Question about BASIC instructions' speed

LRFLEW

New Member
Sep 23, 2019
17
4
3
So I was messing around with different programs and how fast they can render to the screen. I modified the emulator to time how long it takes between writes to the Vera address $10000 (first byte of bank $1) to perform the performance tests (measured using the emulated CPU's clock cycles). After reading through the discussion on the post "VPOKE Banks?", I noticed that my experiment would be affected by a problem brought up. Basically, in that post, it was brought up that, on real hardware, the current implementation of POKE in BASIC will result in the increment being applied twice when writing to a Vera data port on actual hardware. This issue doesn't appear in the emulator, so I hadn't noticed anything wrong (and the discussion seems to indicate that the issue will be fixed before hardware is release), but went ahead and tried updating the test programs to use VPOKE instead. I was expecting a slight hit to the performance, as VPOKE requires more writes to memory and more value processing. What I found, however, surprised me. Here are two sample programs, both write $4000 (16384) 0-bytes to the Vera starting at $10000, and loops indefinitely (the GOTO on line 80).

POKE Program:
Code:
10 POKE $9F25, $00
20 POKE $9F22, $11
30 POKE $9F20, $00
40 POKE $9F21, $00
50 FOR I = 0 TO $3FFF
60 POKE $9F23, $00
70 NEXT
80 GOTO 30
Time between loops: 14.125 seconds

VPOKE Program:
Code:
50 FOR I = 0 TO $3FFF
60 VPOKE $1, I, $00
70 NEXT
80 GOTO 50
Time between loops: 12.268 seconds

Any idea why this is the case? I don't have much experience with BASIC prior to working with the X16 emulator, so I don't really know any of the "classic" optimization secrets (other than a few things I read online, such as that smaller line numbers are better). Looking at the assembly in the ROM, the VPOKE command should take longer than the POKE command (I think), but it isn't. I feel so confused about this.
 
May 22, 2019
486
250
43
This is part of the discussion I've been having with someone in a Github pull request.
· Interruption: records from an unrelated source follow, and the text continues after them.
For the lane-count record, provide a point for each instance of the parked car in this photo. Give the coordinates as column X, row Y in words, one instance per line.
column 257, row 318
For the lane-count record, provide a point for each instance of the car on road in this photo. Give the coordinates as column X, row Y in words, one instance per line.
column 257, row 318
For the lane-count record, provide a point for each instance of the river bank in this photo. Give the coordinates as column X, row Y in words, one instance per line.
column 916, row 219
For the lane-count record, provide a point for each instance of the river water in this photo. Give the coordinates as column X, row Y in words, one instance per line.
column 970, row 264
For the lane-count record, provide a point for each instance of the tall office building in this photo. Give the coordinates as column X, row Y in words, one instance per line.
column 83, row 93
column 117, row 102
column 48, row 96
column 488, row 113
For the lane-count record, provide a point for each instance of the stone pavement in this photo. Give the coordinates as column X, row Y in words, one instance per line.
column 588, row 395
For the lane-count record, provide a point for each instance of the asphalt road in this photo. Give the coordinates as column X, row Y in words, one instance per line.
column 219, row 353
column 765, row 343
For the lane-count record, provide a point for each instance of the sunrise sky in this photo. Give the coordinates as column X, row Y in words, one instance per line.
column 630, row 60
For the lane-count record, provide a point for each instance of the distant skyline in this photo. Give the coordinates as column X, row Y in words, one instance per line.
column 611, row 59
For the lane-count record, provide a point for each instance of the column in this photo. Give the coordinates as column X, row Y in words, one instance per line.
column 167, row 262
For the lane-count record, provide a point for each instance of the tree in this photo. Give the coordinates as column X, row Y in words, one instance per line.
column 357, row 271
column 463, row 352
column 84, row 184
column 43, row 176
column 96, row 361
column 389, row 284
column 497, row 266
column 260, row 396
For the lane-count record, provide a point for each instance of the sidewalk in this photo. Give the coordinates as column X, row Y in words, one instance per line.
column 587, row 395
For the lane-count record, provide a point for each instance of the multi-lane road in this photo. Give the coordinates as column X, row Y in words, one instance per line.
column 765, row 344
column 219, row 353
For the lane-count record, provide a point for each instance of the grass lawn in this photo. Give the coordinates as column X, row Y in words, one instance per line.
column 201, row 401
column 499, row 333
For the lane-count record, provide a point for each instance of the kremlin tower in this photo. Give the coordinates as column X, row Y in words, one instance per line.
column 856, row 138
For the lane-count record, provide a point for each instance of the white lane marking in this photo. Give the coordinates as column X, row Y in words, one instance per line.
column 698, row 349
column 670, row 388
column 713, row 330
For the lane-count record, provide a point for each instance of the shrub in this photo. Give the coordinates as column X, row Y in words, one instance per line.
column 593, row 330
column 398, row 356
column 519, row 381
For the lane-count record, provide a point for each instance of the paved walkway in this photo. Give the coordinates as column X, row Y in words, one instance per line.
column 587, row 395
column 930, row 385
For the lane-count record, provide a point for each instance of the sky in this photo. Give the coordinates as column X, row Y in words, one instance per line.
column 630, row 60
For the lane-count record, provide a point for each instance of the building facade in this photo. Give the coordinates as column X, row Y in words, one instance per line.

The issue is that BASIC has to parse the command parameters every time, and it takes longer to read $9F23 as it does to read "I". So your second loop is faster because there's less text to parse.
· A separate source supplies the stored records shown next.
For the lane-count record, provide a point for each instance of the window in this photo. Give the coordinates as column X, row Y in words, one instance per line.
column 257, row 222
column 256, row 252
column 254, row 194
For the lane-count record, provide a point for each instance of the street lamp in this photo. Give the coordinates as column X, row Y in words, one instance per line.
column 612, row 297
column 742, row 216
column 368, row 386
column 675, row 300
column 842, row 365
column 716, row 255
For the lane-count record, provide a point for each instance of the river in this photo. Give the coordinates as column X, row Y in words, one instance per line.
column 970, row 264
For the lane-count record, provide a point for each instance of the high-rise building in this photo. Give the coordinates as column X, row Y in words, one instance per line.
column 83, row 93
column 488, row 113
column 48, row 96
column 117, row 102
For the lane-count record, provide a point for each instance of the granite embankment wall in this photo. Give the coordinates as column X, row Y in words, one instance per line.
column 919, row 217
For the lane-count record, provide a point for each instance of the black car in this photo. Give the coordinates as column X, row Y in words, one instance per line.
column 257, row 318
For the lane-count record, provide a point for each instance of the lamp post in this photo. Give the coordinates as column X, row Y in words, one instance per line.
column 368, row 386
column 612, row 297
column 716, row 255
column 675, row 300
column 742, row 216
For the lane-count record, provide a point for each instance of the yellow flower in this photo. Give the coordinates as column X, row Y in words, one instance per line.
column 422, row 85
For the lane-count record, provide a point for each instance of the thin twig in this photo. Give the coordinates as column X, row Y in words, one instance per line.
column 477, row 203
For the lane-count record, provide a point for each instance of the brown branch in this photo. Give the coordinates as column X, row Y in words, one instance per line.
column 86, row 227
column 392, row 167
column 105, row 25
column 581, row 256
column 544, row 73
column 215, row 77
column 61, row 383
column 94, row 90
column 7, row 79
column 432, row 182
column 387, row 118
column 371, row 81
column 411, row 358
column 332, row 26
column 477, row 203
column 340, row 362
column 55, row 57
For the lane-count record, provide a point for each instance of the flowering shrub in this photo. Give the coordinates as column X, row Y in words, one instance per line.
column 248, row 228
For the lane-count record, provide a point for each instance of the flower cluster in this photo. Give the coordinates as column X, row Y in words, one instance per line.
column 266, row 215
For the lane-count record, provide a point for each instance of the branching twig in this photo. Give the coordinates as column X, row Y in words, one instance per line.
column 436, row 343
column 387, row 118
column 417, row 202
Let me run a quick test with your two code blocks and my standard test rig:
So the first loop also runs in 14.1 seconds for me.
1571295405320.png

Now that we have a control, let's try adding a variable.

1571295558538.png

So the number parsing is the issue.

Finally... I went back and implemented the VPOKE version exactly as you wrote it:
1571295824445.png

So VPOKE is significantly slower, by about 48% in this test.
 
May 22, 2019
486
250
43
so I don't really know any of the "classic" optimization secrets (other than a few things I read online, such as that smaller line numbers are better)
This one is a myth - mostly.

Line numbers in BASIC are stored as binary integers (unlike numeric literals in the code itself), so the length of the line number is irrelevant. It's always 2 bytes in memory.

Consider this:
1571296322419.png

So why is this "mostly" a myth? Because GOTO statements still need to be parsed, and if you have a lot of GOTO statements with long line numbers, you are adding a few microseconds to each GOTO.
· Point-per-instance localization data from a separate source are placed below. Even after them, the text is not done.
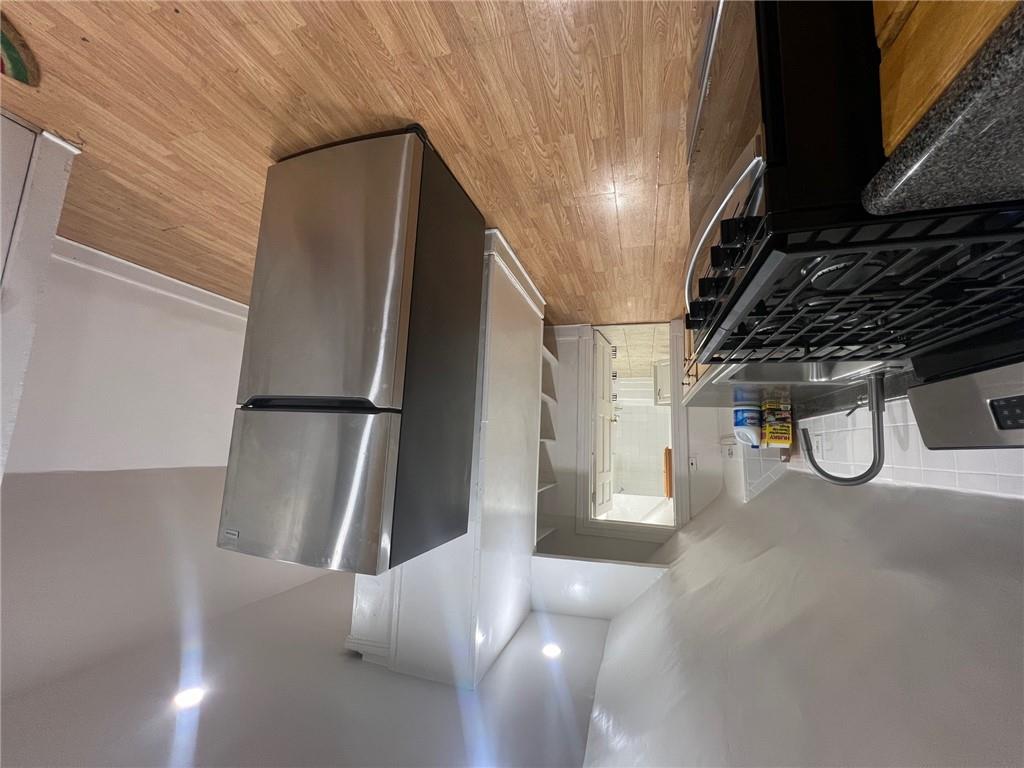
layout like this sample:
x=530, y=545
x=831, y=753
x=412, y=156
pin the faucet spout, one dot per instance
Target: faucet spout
x=877, y=406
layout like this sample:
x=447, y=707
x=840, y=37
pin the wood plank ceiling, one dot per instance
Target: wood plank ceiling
x=563, y=121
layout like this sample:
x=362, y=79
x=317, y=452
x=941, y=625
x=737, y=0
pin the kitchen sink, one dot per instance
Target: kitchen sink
x=823, y=373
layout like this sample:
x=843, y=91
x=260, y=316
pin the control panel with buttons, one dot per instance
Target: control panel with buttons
x=1009, y=412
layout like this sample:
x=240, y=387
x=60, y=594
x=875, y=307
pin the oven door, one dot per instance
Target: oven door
x=726, y=119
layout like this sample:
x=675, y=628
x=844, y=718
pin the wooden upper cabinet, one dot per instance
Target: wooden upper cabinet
x=924, y=47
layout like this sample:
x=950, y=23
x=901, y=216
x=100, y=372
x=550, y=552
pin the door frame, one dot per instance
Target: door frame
x=585, y=521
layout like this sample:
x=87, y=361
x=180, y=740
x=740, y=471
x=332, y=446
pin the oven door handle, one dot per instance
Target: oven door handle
x=753, y=171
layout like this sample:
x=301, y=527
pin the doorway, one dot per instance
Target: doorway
x=632, y=464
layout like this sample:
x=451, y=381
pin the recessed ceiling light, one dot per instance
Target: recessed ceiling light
x=551, y=650
x=188, y=697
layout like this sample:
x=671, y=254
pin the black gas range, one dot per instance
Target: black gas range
x=876, y=288
x=788, y=265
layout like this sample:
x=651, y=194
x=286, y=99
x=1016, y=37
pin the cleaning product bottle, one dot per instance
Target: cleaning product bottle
x=776, y=420
x=747, y=417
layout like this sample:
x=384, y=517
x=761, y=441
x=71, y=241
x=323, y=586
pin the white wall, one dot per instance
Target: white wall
x=129, y=370
x=846, y=450
x=94, y=563
x=15, y=152
x=819, y=625
x=283, y=692
x=27, y=260
x=639, y=438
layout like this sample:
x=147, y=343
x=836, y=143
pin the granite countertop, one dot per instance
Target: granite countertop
x=969, y=147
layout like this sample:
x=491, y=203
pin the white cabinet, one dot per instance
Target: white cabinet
x=663, y=383
x=448, y=614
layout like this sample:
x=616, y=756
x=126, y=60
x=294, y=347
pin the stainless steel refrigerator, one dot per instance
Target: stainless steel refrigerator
x=358, y=398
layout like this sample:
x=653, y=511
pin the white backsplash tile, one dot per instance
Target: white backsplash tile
x=977, y=481
x=938, y=478
x=846, y=450
x=937, y=459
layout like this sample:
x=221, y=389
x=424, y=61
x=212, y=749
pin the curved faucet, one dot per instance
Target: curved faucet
x=877, y=404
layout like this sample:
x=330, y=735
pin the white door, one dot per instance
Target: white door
x=603, y=413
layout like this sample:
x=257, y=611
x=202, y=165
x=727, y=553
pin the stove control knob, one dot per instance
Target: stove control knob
x=724, y=257
x=738, y=230
x=712, y=287
x=701, y=309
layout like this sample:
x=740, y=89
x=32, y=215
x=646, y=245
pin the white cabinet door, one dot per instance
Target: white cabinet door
x=663, y=383
x=603, y=414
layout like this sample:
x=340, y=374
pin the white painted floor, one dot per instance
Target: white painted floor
x=653, y=510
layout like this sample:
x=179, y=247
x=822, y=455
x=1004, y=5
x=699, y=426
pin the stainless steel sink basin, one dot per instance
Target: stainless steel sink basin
x=825, y=373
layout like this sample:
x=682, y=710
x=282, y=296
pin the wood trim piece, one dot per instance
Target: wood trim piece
x=890, y=15
x=937, y=41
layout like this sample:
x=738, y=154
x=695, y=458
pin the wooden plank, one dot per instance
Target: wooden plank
x=935, y=43
x=560, y=120
x=890, y=15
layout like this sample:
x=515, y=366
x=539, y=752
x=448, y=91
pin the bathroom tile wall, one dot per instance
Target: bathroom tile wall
x=844, y=448
x=639, y=437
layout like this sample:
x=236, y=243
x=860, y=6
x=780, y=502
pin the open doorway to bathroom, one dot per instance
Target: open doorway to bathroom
x=633, y=470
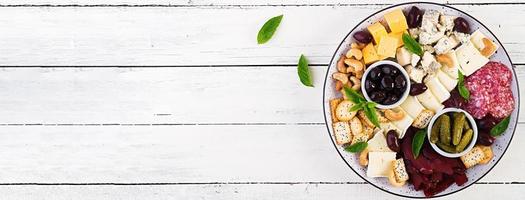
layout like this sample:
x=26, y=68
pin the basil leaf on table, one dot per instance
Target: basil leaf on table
x=463, y=91
x=357, y=147
x=353, y=96
x=417, y=142
x=412, y=45
x=500, y=127
x=268, y=29
x=304, y=72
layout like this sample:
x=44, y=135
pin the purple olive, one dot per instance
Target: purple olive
x=392, y=141
x=414, y=17
x=461, y=25
x=363, y=37
x=417, y=89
There are a lot of things you can do to make BASIC code faster, and most of it comes down to reducing the amount of text that needs to be parsed. If you want to start a BASIC optimization thread, I'm sure people will have other suggestions to throw in there.
 

LRFLEW

New Member
Sep 23, 2019
17
4
3
The issue is that BASIC has to parse the command parameters every time, and it takes longer to read $9F23 as it does to read "I".
Interesting.

I was able to confirm it with my timing emulator with some tests. Taking my first program, I made these changes and looked at the new times.

Code:
60 POKE 40739, $00
Time: 18.300

Code:
60 POKE $9F23, $00
Time: 14.125 (same as before)

Code:
5 A=$9F23
60 POKE A, $00
Time: 8.625

I would have tried it with A%, but the actual address overflows the signed 16-bit integers.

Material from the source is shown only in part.